Saturday, March 17, 2012

You Have Friends for A Reason

So, today me and a bunch of my friends went to brunch in our dining hall at noon. We came in different groups so we got there a few minutes apart and I was talking with my friend Austin when I saw my roommate and another friend walk in.  I started quickly walking towards them to tell them where we were sitting and I hear Austin behind me yelling, "Sadie! SADie! SADIE! WATCH OU--" and then I realized why he was yelling just about the same time my right foot slid and flew in the air and all my weight landed on my left hip.
I immediately started laughing so they would know that a.) I was okay and b.) it was okay to laugh too. I'll admit though, I was totally embarassed. My boyfriend, roommate and a few other friends rushed over to help me up and make sure I was okay. Honestly though, I was laughing so I wouldn't cry. It hurt so badly, and I was completely embarassed. My friends were laughing, and my pride, and hip were in pain.
Once I got up, I grabbed onto and hugged my roommate for probably a good, full minute and she kept reassuring me that everything was fine and it didn't matter that everyone saw it or if they were laughing or not; all that mattered was that I was okay. Well, I thought I was okay. I tried to walk a few steps to my boyfriend and it brought tears to my eyes because it hurt so much. I hugged him then decided I needed to go sit down, that was a bad idea. Sitting in a chair hurt worse than walking. He told me to stay put and he'd bring me my food. (He's an incredibly sweet guy!) He got me all of my favorite things and we sat and ate for about a half hour while some of my not-so-close friends told me how graceful of a faller I was, and how they'd never seen someone fall so neatly and ladylike. That made me feel a little bit better.
I told my boyfriend I needed to go back to the dorms because I needed to lie down and take some medicine and he offered to walk back with me before his fraternity's kick ball game. I got up to leave and the pain was only getting worse. All the way back to the dorms he offered to carry me but I kept refusing (I'm just a little bit stubborn), but deep inside I wanted to say yes.
All afternoon my hip has just gotten stiffer and more painful and people kept offering to do things for me or go get me whatever I needed, but I politely declined.
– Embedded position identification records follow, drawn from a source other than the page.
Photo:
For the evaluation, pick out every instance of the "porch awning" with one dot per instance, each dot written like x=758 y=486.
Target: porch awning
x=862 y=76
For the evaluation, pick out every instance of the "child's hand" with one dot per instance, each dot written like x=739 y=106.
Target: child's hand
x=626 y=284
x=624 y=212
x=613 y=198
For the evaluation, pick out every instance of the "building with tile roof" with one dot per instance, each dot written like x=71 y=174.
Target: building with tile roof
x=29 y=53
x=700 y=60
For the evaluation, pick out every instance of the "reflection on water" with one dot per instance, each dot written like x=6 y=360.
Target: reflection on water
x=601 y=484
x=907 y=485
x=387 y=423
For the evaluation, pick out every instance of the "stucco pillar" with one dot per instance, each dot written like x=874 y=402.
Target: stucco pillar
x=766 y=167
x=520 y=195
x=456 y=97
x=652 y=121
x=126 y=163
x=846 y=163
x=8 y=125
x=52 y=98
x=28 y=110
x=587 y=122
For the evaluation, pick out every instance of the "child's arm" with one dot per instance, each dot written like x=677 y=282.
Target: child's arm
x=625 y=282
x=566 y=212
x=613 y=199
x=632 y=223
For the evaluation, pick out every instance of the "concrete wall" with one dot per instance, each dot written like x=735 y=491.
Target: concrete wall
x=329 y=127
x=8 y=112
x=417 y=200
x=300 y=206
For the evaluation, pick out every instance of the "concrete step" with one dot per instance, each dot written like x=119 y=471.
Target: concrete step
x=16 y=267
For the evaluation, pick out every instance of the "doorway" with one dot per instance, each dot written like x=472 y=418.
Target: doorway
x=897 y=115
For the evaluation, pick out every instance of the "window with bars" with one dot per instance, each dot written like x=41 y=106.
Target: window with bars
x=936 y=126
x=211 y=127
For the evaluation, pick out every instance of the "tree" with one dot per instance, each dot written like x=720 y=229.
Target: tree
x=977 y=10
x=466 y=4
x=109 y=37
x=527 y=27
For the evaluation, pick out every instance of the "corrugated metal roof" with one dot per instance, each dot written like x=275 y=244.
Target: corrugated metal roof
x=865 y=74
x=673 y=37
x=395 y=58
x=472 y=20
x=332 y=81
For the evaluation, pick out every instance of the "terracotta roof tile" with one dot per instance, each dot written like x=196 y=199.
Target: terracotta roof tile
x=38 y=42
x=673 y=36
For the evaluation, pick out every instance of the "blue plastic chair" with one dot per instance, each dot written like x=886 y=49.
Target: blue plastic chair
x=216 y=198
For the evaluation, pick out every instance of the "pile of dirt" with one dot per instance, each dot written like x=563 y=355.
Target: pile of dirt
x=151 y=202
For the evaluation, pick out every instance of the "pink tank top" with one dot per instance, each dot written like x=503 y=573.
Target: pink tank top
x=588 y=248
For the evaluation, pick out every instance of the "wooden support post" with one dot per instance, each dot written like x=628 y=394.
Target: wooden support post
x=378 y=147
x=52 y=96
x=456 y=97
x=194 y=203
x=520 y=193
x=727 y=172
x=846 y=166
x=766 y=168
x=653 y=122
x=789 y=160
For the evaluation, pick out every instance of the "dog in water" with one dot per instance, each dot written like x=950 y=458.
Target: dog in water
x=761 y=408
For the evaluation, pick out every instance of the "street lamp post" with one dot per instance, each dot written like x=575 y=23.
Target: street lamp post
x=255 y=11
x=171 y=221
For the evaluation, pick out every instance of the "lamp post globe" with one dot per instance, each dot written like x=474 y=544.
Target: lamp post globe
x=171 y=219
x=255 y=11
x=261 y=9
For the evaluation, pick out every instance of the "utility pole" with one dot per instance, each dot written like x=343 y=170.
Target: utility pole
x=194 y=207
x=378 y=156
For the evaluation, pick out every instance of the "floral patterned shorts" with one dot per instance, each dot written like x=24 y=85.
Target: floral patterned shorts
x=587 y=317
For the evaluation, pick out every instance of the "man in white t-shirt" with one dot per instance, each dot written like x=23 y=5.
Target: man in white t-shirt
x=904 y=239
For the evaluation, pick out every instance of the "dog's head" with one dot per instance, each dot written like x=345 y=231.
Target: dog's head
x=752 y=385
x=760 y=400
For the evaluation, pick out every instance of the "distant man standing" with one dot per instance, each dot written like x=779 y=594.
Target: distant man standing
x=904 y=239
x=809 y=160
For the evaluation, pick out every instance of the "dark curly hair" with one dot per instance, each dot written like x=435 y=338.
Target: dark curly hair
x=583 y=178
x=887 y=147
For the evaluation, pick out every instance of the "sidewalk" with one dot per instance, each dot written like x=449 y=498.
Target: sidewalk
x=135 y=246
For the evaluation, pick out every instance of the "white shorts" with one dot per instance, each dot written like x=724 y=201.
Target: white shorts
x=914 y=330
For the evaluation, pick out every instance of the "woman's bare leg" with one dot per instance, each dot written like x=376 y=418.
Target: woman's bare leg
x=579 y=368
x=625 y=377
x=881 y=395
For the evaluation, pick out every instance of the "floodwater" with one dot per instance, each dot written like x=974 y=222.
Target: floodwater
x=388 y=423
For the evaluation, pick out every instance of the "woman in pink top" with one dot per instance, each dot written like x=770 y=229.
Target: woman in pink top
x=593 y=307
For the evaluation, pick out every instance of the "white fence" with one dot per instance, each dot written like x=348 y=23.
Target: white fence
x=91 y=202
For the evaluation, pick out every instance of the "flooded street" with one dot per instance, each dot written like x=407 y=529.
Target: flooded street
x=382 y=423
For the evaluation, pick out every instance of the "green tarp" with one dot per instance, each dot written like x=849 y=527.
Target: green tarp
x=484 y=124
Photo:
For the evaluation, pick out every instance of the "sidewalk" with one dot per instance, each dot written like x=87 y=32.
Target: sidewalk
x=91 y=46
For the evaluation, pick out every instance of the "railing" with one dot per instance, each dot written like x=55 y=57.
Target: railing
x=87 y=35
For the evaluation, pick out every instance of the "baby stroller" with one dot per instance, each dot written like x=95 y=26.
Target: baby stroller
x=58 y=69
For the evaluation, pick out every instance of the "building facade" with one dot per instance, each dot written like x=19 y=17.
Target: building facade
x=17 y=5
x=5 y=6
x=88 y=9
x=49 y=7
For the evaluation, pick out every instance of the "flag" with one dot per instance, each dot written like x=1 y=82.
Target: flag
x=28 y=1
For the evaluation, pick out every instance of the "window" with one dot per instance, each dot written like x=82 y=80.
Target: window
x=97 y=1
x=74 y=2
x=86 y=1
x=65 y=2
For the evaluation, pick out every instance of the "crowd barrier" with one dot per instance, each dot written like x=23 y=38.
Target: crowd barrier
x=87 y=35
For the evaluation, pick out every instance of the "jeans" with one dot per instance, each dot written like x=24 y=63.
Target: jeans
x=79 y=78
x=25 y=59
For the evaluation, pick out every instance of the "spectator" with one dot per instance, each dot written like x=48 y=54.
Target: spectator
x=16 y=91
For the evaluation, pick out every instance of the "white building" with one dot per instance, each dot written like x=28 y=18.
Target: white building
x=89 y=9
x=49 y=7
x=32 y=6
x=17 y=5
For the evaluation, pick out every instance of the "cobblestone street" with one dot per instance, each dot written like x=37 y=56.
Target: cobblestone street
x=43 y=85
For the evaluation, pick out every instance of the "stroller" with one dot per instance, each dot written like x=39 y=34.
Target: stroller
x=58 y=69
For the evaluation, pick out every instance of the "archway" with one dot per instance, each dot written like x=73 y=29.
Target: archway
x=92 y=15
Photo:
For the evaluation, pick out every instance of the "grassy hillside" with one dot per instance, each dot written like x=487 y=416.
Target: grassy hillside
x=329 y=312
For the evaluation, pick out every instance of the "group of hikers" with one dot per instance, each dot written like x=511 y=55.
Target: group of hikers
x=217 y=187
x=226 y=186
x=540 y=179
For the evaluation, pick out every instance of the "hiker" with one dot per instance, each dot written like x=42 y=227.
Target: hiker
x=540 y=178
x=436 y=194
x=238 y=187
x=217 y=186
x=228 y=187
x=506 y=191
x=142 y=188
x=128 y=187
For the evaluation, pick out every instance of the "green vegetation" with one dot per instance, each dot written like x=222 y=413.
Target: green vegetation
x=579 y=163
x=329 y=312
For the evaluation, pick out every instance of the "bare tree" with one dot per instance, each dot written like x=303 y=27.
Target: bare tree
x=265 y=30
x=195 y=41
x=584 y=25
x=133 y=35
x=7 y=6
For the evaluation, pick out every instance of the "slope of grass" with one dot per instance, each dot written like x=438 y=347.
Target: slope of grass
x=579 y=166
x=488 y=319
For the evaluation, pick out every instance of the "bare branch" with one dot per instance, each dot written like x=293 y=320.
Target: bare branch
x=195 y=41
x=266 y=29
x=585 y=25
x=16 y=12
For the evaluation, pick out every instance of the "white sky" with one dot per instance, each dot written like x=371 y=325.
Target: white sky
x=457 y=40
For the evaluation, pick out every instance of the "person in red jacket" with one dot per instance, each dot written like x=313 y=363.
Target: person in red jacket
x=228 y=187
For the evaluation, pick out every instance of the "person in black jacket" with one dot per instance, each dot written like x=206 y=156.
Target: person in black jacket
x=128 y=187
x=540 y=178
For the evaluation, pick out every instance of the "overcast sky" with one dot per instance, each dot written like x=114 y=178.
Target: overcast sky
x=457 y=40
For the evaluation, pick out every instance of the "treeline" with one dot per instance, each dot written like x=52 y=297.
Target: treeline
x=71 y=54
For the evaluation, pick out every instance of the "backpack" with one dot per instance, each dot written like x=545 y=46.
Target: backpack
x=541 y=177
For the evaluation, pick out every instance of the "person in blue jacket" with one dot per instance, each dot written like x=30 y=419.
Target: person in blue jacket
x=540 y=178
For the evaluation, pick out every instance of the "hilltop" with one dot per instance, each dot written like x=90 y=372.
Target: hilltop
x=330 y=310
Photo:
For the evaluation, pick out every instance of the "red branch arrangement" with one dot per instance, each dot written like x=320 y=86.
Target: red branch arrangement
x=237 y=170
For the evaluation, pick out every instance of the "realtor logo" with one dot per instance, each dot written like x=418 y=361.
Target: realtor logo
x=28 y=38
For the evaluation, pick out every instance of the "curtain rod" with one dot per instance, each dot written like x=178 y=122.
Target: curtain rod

People. We have friends for a reason: to be there for us and help us when we're down. I need to get over my pride and stop being stubborn. I really need help right now; I can't walk hardly at all. People, my friends, have been trying to do their job all day, and I haven't been letting them because I am stubborn and prideful. So, I think tomorrow (which I predict will be much more painful than today...) I will let them help me.